Михаил Дмитриевич познакомился со Светкой случайно, когда в очередной раз приехал в институт спасать Алену. Ему позвонила Тоня и сообщила, что дочь завалила сессию, ее отчислили, сделать ничего нельзя — приказ на подписи у ректора.
— Я тебе за что плачу?! — заорал он в трубку.
— А за что ты мне платишь? — с издевкой спросила бывшая жена.
— Чтобы ты за дочерью смотрела!
— Значит, мало платишь, — ответила она омерзительным колхозным голосом и бросила трубку.
Разошедшиеся супруги, видимо, специально в первое время становятся чудовищами. Они делают это, наверное, чтобы уравновесить прежнюю доброту и давнюю, доходившую до глупого сюсюканья нежность. Именно воспоминания о хорошем язвят и гложут больней всего. И эту память необходимо убить ненужной, крикливой жестокостью. А потом, позже, когда нынешняя злоба уравновесит былую нежность, наступит тупое успокоение, и родные некогда люди смогут перейти к новым, бесстрастным, деловым отношениям…

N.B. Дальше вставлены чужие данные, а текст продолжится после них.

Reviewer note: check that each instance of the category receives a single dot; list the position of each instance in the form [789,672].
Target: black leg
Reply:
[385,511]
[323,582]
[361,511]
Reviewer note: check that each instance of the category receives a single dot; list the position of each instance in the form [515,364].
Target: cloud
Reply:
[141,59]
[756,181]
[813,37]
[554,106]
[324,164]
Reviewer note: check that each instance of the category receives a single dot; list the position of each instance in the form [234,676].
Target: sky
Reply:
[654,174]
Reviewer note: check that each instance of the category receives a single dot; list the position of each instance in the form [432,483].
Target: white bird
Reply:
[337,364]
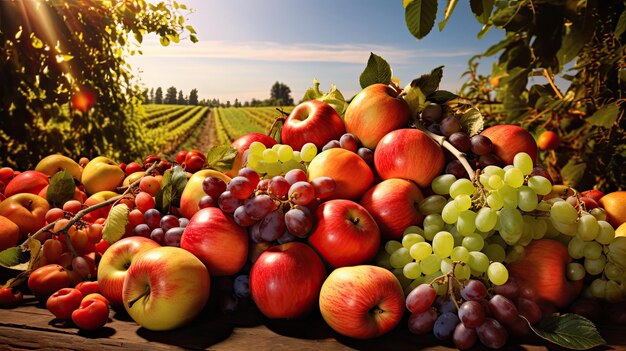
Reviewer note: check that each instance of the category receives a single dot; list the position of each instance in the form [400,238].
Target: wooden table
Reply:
[32,327]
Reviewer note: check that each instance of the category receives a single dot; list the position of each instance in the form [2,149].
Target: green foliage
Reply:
[53,49]
[581,42]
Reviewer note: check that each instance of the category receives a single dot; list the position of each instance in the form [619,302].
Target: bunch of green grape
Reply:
[279,159]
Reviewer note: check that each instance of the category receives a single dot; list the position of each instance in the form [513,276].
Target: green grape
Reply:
[400,257]
[256,148]
[285,153]
[598,288]
[614,271]
[434,220]
[460,187]
[495,201]
[495,252]
[486,219]
[513,177]
[463,202]
[450,213]
[574,271]
[466,223]
[296,156]
[473,242]
[526,199]
[523,162]
[420,250]
[563,212]
[515,253]
[495,182]
[595,266]
[460,253]
[443,243]
[410,239]
[509,196]
[308,152]
[606,233]
[462,272]
[270,156]
[588,227]
[613,291]
[413,229]
[446,265]
[392,245]
[430,264]
[592,250]
[432,204]
[541,185]
[497,273]
[576,248]
[412,270]
[478,261]
[272,169]
[441,184]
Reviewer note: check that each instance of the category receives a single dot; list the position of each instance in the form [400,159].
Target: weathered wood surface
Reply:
[32,327]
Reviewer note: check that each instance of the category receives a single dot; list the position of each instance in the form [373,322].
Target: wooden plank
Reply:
[32,327]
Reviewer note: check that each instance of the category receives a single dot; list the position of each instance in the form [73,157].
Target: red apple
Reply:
[26,182]
[312,121]
[114,265]
[285,280]
[548,140]
[242,143]
[508,140]
[374,112]
[26,210]
[217,241]
[543,270]
[362,301]
[409,154]
[165,288]
[394,205]
[346,234]
[351,174]
[614,205]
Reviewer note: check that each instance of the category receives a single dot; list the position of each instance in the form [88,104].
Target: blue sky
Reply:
[247,45]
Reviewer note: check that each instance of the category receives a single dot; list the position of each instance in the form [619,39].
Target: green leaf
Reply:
[606,116]
[376,71]
[420,17]
[440,97]
[13,257]
[61,188]
[573,172]
[446,13]
[115,224]
[482,9]
[221,158]
[172,186]
[569,330]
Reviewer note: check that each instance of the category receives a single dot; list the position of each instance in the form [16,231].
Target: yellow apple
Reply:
[100,174]
[52,164]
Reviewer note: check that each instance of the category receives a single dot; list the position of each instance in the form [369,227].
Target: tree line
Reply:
[280,95]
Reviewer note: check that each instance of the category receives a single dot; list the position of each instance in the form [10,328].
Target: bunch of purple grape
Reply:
[478,149]
[277,209]
[474,316]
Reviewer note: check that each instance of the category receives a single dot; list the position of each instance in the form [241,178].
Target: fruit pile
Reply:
[401,206]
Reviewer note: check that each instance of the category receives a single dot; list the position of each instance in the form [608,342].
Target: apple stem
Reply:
[458,154]
[144,294]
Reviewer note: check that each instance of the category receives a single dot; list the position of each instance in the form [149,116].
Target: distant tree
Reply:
[158,96]
[170,96]
[281,94]
[193,97]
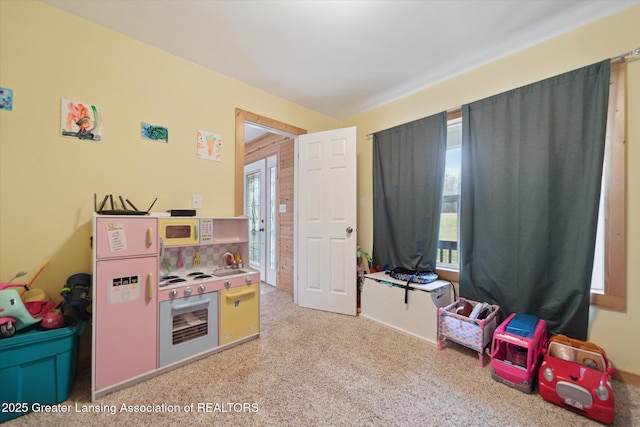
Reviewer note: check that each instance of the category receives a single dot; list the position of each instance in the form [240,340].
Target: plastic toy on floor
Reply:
[20,311]
[576,375]
[76,299]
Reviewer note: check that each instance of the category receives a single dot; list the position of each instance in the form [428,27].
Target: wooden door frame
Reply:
[243,116]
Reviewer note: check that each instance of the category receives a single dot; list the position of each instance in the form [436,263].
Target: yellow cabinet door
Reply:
[239,312]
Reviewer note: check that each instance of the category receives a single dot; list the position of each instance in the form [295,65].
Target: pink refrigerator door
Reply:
[126,316]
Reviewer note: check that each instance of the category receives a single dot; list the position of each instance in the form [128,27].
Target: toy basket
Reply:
[474,334]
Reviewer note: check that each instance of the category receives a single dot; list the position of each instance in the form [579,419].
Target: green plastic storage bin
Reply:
[37,367]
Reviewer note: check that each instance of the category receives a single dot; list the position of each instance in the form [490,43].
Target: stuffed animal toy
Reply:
[76,299]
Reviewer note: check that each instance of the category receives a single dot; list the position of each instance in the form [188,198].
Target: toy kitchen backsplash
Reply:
[180,261]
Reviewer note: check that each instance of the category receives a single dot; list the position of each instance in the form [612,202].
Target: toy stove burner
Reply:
[203,276]
[170,280]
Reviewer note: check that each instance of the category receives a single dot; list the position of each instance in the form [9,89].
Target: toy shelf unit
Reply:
[516,351]
[475,334]
[383,301]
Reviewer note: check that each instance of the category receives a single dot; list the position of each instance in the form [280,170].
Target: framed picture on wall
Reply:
[81,120]
[154,132]
[209,146]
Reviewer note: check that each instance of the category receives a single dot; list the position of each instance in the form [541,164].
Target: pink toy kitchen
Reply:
[168,291]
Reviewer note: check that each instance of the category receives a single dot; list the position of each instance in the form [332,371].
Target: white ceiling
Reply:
[341,58]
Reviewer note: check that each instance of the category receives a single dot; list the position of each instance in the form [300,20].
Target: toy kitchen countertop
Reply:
[176,285]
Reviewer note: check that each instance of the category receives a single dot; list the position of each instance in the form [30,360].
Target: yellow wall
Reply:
[47,182]
[606,38]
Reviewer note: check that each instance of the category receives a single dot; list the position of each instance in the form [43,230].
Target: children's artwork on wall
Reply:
[154,132]
[81,120]
[209,146]
[6,99]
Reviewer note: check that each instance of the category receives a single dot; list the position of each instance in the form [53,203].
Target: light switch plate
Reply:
[196,201]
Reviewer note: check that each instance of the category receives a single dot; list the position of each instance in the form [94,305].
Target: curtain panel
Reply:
[408,175]
[531,177]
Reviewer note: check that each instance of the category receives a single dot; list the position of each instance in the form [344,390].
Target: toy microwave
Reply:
[516,351]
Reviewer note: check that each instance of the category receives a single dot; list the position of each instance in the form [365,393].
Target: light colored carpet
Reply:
[312,368]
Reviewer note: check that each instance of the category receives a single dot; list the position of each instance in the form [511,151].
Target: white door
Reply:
[326,227]
[259,206]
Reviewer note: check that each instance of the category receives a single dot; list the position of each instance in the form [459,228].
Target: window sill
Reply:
[447,273]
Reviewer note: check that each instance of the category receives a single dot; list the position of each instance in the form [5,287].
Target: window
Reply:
[447,260]
[608,283]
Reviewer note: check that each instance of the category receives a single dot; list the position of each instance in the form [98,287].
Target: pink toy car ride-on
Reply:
[18,312]
[576,375]
[516,351]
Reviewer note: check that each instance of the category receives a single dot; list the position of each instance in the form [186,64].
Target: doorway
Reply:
[260,184]
[276,139]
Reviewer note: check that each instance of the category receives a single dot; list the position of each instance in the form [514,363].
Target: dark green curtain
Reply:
[408,174]
[531,176]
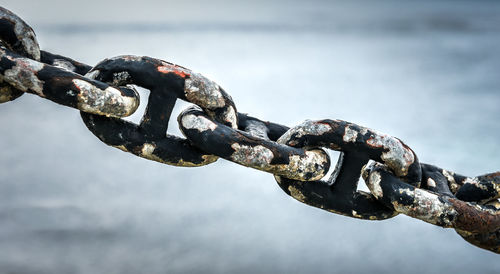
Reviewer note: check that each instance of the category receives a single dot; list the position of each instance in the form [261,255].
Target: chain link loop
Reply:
[398,182]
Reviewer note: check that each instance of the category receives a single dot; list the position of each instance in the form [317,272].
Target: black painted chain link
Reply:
[213,128]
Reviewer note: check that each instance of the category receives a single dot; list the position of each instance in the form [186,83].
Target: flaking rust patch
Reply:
[350,135]
[307,127]
[397,156]
[108,102]
[199,123]
[23,75]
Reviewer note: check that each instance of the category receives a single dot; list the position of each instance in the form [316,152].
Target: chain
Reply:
[213,128]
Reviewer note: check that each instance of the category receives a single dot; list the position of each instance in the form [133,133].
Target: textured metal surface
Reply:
[397,181]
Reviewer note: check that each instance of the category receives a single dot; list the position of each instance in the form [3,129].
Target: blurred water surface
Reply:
[426,72]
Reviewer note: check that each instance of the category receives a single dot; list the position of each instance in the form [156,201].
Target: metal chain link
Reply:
[213,128]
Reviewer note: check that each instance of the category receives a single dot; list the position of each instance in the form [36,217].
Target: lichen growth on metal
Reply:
[396,155]
[23,75]
[350,135]
[199,123]
[108,102]
[307,127]
[203,92]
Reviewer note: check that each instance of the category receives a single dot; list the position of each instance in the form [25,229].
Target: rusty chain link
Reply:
[213,128]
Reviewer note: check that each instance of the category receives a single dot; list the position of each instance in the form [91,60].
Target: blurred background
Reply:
[424,71]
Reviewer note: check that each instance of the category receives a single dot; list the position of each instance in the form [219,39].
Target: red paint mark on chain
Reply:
[173,69]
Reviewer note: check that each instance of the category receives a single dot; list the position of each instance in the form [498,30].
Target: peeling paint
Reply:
[307,127]
[397,156]
[257,156]
[199,123]
[373,184]
[350,135]
[203,92]
[23,76]
[295,193]
[431,182]
[108,102]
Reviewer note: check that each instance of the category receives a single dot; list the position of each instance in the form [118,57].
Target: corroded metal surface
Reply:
[252,149]
[477,222]
[398,182]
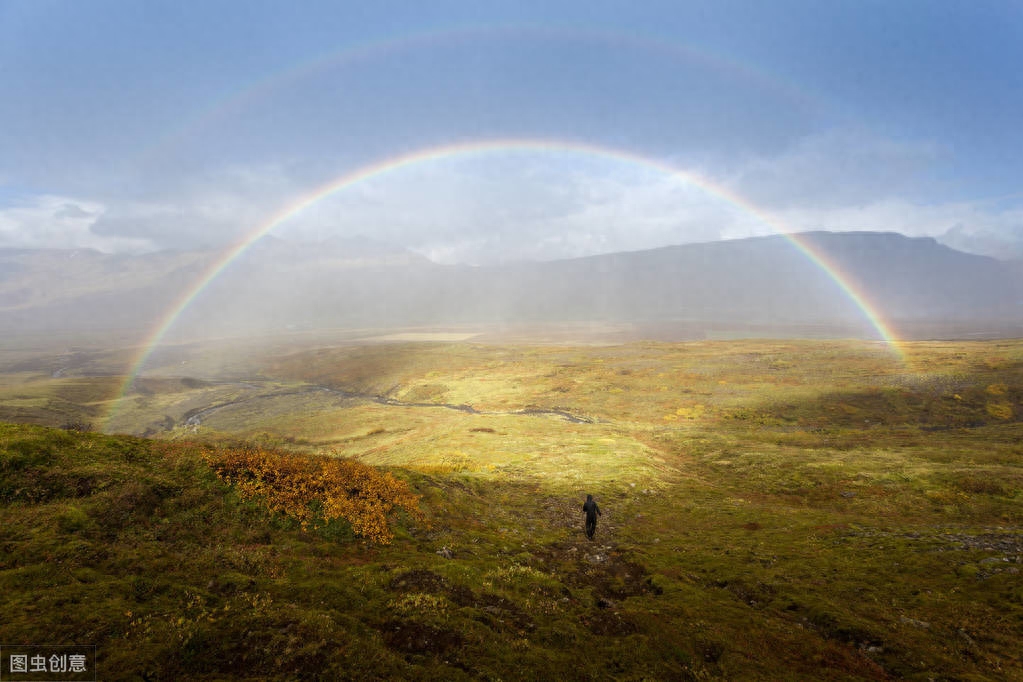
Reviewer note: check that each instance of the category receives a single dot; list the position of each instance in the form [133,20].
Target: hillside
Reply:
[800,509]
[757,286]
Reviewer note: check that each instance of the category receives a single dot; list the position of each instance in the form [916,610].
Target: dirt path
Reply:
[194,417]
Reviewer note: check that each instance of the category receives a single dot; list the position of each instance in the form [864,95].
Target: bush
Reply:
[317,490]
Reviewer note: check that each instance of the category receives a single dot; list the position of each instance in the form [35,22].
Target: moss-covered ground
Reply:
[771,510]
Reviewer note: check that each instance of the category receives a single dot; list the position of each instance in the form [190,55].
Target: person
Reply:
[591,510]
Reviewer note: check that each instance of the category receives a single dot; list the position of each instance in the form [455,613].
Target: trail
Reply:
[194,417]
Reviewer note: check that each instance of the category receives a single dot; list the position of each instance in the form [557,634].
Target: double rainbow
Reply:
[391,165]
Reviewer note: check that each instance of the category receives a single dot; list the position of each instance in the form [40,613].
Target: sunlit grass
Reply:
[811,509]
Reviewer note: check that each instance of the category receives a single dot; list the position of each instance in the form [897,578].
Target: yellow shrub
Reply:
[999,410]
[291,484]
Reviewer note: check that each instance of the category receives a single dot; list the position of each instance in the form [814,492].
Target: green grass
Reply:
[771,510]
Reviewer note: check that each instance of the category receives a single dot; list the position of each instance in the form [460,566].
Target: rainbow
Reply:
[352,55]
[391,165]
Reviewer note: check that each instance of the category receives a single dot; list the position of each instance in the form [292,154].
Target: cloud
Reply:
[513,207]
[834,169]
[60,222]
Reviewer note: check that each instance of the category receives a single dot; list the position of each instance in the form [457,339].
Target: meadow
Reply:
[771,509]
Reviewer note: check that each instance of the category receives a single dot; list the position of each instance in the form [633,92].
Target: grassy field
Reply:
[771,510]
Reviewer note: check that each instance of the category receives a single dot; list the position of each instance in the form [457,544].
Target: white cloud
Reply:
[835,168]
[60,222]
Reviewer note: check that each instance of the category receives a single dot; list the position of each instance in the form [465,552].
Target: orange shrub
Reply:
[315,490]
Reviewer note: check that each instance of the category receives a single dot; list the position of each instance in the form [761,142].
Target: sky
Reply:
[132,127]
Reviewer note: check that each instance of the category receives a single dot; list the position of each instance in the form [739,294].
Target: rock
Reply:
[923,625]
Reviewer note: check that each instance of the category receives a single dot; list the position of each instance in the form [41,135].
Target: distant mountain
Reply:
[761,285]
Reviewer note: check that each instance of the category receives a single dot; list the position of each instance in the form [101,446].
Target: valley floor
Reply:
[803,509]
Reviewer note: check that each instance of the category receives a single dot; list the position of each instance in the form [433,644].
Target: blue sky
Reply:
[137,126]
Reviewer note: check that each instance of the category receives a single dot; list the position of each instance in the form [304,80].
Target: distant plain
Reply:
[807,508]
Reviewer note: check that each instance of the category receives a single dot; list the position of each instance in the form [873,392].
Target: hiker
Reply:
[591,510]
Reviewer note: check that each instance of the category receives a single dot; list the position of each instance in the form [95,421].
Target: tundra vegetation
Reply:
[807,509]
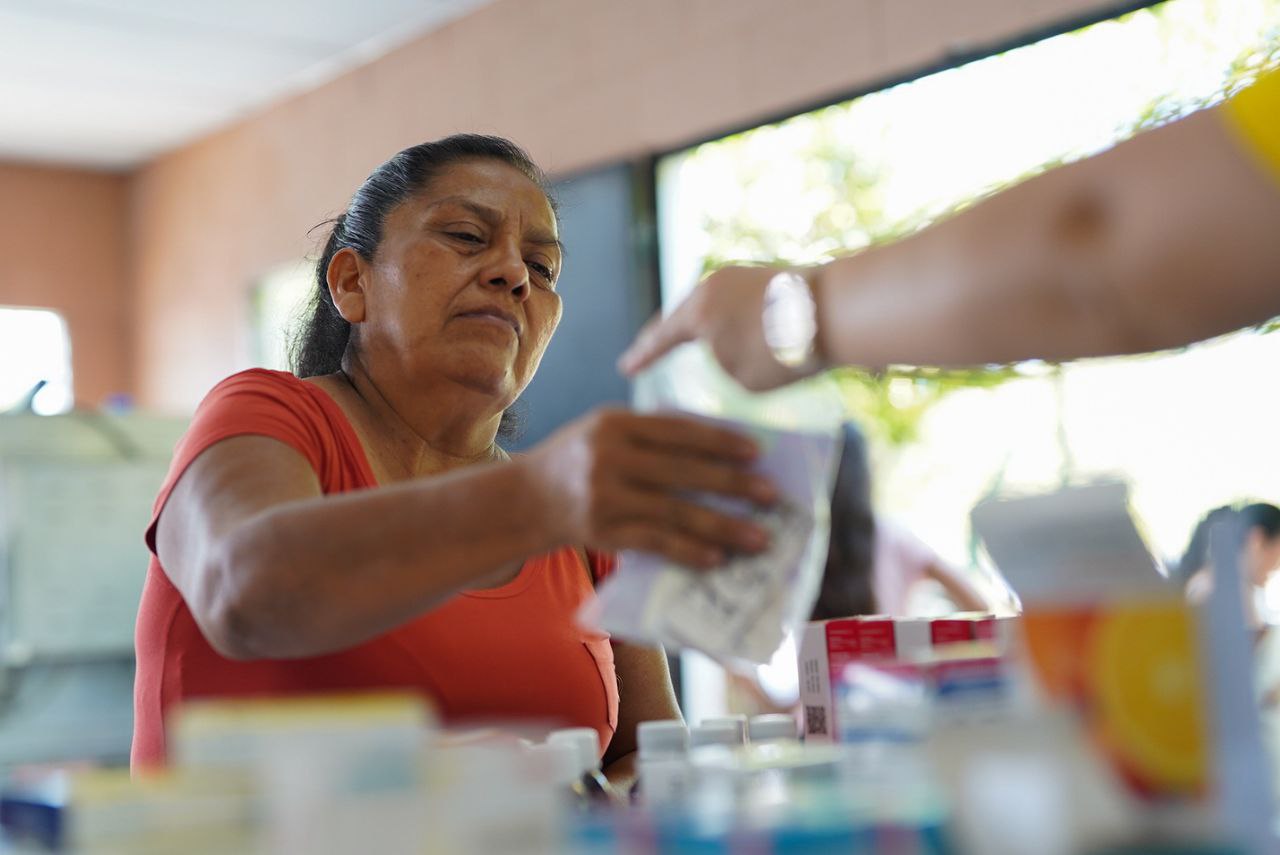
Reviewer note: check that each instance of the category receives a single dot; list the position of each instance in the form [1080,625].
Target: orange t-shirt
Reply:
[511,652]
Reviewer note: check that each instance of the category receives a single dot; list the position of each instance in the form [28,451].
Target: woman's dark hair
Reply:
[848,579]
[321,335]
[1260,515]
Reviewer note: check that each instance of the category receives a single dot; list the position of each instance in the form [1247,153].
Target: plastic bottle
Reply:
[739,722]
[717,732]
[561,764]
[663,764]
[585,744]
[773,727]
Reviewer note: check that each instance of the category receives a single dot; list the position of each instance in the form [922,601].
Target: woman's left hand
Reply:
[726,311]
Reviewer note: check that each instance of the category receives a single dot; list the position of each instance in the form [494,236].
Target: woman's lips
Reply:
[494,316]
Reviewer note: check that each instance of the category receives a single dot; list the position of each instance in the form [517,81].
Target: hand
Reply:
[726,312]
[621,480]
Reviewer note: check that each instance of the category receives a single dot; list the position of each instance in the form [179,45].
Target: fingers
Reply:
[659,335]
[688,533]
[681,434]
[658,471]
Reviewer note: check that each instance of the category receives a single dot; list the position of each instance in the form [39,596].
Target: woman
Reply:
[1257,526]
[873,565]
[357,526]
[1165,239]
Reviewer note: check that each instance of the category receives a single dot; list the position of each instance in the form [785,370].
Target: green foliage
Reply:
[892,405]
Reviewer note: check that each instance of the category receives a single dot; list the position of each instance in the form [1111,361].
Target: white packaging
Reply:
[744,609]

В институте Свирельников с трудом нашел куратора курса — молодую, бедно одетую женщину с академической тоской во взоре. Она объяснила, что Аленка почти не появлялась на занятиях весь семестр, поэтому до экзаменов ее не допустили и теперь ничего уже нельзя сделать.
— Совсем ничего? — уточнил Михаил Дмитриевич.
Кураторша глянула на его галстук, потом оценила глянцево-черные, как кожа негритянской кинозвезды, ботинки и задумалась. Он хотел для полной убедительности выдернуть из рукава запястье и показательно глянуть на свой «Брайтлинг». Но потом сообразил: слишком уж выставлять благополучие перед этим сирым ученым существом неприлично и даже опасно. В последнее время ему все чаще приходилось сталкиваться с очевидной классовой неприязнью, о существовании которой еще совсем недавно он и не подозревал. Даже родной младший брат, встречая его на пороге, кривился и говорил что-нибудь наподобие: «Мам, иди сюда, наш буржуин пришел!»
— Попробуйте поговорить с Вадимом Семеновичем! — после долгого молчания тихо посоветовала кураторша.
— А кто это?
— Ректор. Но к нему очень трудно попасть… — пояснила она и глянула так, точно ожидала чаевых.
В свежеотремонтированную приемную, разительно не похожую на обшарпанные институтские коридоры, Михаил Дмитриевич вошел неотразимой поступью человека, профессионально умеющего заходить в самые высокие кабинеты, без чего, собственно, в России невозможен никакой бизнес.
— У вас новая прическа? — с порога почти интимно спросил он неведомую ему секретаршу.
— Да-а… — зарделась она.
Не проявив никакой особой проницательности (недавнее парикмахерское вмешательство в волосяной покров сразу бросается в глаза), он тем не менее произвел на девушку впечатление, которым необходимо было воспользоваться как можно быстрее, пока властительница приемной не сообразила, что перед ней обычный, не имеющий никаких привилегий посетитель.
— Один? — Михаил Дмитриевич заговорщически кивнул на дверь.
— Да. Но Вадим Семенович… — Она потянулась к телефонной трубке.
— Не надо! — предостерег Свирельников. — Это сюрприз! — И распахнул дверь.
Кабинет роскошью настолько же отличался от приемной, насколько приемная отличалась от разваливавшихся прямо на глазах институтских аудиторий. Вадим Семенович, седой, красномордый плейбой, был одет в легкомысленный клетчатый пиджак, совершенно не вязавшийся с его одутловатой ряхой, густо изрезанной блудливыми морщинами.
«А он ведь еще небось и студенток портит!» — подумал про себя Свирельников, решительно приближаясь к ректору.